Le lithium à base de mica pourrait coûter plus cher à produire que la méthode australienne des roches dures, qui génère près de la moitié de l’approvisionnement mondial, en raison d’une plus faible concentration de lithium dans la roche. Il est également de qualité inférieure aux saumures chiliennes.

Mais Wrathall insiste sur le fait que la technique de Cornouailles a du potentiel, soulignant que le fabricant chinois de batteries CATL développe également un projet à base de mica dans la région de Jianxiawo.

“Les Chinois sont les meilleurs innovateurs métallurgiques de la planète”, a déclaré Wrathall. “Ils vont extraire du mica de lithium, ce qui vous dit que c’est en fait une chose assez intelligente à faire.”

Jeremy Wrathall, directeur général de Cornish Lithium: “S’il y a du lithium ici et qu’il y a une histoire d’exploitation minière, pourquoi ne l’examinerions-nous pas?”

L’entreprise de Wrathall ambitionne également d’extraire du lithium des eaux géothermiques riches en minéraux s’écoulant dans des fissures de granit non perméable près du village de Blackwater.

Cela donne à l’entreprise de Wrathall une autre méthode d’extraction en utilisant les techniques de forage et de pompage de fluide de l’industrie pétrolière et gazière plutôt que les techniques minières traditionnelles.

Cependant, comme pour la méthode au mica, la séparation du lithium de l’eau à l’aide de filtres, de billes et de membranes est une technologie non éprouvée à l’échelle commerciale.

« La technologie dans tous les cas à Cornwall est différente. L’ouverture d’une mine est toujours un gros projet de recherche et d’innovation », a déclaré Frances Wall, professeur à la Cambourne School of Mining. “C’est ça et plus encore.”

La nature non testée de l’extraction pourrait s’avérer problématique pour la collecte de fonds, en particulier avec la chute des prix du lithium de 44% à 42 000 dollars la tonne cette année après que la Chine a réduit les subventions sur les voitures électriques.

Les analystes disent que le soutien de l’État aux projets miniers pourrait rester minime sous un gouvernement conservateur.
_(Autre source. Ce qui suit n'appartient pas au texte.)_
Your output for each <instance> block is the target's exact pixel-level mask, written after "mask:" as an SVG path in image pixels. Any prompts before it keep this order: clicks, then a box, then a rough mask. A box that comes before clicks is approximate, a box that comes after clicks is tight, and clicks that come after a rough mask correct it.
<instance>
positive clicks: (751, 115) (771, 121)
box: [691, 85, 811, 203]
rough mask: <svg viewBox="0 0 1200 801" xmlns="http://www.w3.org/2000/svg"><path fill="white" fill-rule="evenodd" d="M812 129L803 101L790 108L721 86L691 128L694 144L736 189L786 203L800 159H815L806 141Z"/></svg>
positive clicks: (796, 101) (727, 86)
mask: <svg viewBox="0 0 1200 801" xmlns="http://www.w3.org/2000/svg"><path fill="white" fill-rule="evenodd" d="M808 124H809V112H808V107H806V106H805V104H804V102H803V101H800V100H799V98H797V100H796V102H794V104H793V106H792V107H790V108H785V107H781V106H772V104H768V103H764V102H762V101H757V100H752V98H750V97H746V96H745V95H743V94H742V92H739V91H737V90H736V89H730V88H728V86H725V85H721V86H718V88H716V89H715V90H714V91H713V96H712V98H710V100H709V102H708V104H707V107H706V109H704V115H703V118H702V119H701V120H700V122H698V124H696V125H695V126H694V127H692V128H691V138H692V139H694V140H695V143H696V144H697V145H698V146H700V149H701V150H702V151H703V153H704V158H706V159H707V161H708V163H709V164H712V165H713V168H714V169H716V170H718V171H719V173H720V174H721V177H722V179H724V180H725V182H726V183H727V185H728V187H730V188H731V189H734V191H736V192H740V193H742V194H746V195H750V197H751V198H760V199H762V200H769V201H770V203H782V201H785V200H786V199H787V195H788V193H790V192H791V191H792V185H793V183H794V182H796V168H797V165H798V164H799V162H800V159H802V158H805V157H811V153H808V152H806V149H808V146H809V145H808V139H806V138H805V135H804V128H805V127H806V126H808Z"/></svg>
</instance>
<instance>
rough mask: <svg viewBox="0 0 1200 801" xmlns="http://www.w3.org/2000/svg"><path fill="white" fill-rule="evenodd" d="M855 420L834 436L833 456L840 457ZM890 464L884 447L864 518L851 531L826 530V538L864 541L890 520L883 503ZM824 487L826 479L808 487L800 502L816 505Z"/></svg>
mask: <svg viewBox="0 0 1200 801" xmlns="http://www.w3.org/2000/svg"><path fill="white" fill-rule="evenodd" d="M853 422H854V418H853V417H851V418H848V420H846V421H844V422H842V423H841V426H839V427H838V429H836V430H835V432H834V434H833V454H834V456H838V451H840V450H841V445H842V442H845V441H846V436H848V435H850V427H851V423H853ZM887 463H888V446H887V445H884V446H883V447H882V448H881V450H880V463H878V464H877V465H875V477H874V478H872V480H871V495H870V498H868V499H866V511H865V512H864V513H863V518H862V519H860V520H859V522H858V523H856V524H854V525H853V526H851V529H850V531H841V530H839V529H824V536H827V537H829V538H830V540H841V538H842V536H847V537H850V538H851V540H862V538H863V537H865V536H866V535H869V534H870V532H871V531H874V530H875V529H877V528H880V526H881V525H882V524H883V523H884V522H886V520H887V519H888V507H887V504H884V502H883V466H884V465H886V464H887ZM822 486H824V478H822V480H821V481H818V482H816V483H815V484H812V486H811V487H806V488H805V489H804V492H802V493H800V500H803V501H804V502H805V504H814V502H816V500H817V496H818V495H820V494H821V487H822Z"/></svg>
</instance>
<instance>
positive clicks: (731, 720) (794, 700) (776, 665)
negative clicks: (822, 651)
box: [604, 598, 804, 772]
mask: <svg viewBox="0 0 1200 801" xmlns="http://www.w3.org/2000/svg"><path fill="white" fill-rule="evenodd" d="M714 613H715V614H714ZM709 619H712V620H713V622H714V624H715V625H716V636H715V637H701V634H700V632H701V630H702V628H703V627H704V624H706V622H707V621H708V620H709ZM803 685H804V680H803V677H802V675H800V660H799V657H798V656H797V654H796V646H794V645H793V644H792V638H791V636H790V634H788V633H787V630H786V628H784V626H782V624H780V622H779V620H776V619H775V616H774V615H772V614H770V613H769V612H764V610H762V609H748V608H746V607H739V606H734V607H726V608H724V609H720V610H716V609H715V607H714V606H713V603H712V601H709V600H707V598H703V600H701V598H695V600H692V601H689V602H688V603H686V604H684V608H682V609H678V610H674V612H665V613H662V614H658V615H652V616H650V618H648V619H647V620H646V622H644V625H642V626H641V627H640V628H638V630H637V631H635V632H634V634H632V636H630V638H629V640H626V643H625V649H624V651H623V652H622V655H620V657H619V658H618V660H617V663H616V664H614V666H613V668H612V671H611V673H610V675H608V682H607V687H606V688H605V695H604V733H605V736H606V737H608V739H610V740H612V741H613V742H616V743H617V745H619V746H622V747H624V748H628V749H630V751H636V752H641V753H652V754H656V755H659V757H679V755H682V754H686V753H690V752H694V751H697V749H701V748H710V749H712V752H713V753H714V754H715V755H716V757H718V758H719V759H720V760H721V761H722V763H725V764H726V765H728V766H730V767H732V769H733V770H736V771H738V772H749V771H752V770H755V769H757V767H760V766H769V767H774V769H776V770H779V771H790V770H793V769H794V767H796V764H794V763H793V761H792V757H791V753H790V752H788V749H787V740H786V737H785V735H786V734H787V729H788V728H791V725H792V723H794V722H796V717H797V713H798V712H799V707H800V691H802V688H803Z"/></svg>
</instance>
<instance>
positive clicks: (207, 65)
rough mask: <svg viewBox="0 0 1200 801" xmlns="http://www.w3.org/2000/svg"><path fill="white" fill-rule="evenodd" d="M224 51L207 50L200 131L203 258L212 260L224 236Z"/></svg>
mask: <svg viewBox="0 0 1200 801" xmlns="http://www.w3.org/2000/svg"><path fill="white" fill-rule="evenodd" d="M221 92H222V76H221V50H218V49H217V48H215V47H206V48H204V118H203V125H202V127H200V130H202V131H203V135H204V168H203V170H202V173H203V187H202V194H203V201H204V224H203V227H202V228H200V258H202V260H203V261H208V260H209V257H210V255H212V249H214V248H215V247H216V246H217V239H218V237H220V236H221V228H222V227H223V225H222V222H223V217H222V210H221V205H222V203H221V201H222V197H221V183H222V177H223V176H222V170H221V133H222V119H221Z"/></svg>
Chaque projet de Cornouailles a reçu moins de 10 millions de livres sterling de subventions publiques.

En revanche, la France a constitué un fonds public-privé pour les minéraux critiques de 2 milliards d’euros et les États-Unis ont fourni 1,4 milliard de dollars de subventions à huit projets de chaîne d’approvisionnement en lithium couvrant près de 40 % des coûts de développement totaux.

Un travailleur de British Lithium déplaçant du mica autour de l’usine pilote. La méthode d’extraction du lithium au mica de Cornouailles pourrait être moins intensive en carbone que d’autres © Kai Greet/FT

Échantillons de carbonate de lithium dans le laboratoire interne de l’usine. “La technologie dans tous les cas à Cornwall est différente”, a déclaré Frances Wall, professeur à la Cambourne School of Mining © Kai Greet / FT

“Les technologies sont relativement risquées, donc une entreprise privée seule aura du mal à rester seule”, a déclaré Alessandro Dazza, directeur général d’Imerys.

Cependant, cinq exercices actifs sur les sites de Cornish Lithium ne suggèrent aucune crise de trésorerie imminente, après que les auditeurs ont averti qu’il aurait besoin de 10 millions de livres sterling d’ici la fin de ce mois pour maintenir les opérations.

Brian Menell, directeur général de TechMet, basé en Irlande, le principal actionnaire de Cornish Lithium, a déclaré que la société s’efforçait d’obtenir des fonds pour son étude de faisabilité.

“Nous sommes à un stade avancé de la conclusion d’une grande structure de financement”, a-t-il déclaré. “Cornwall deviendra un grand producteur de produits chimiques pour batteries au lithium au cours des cinq prochaines années.”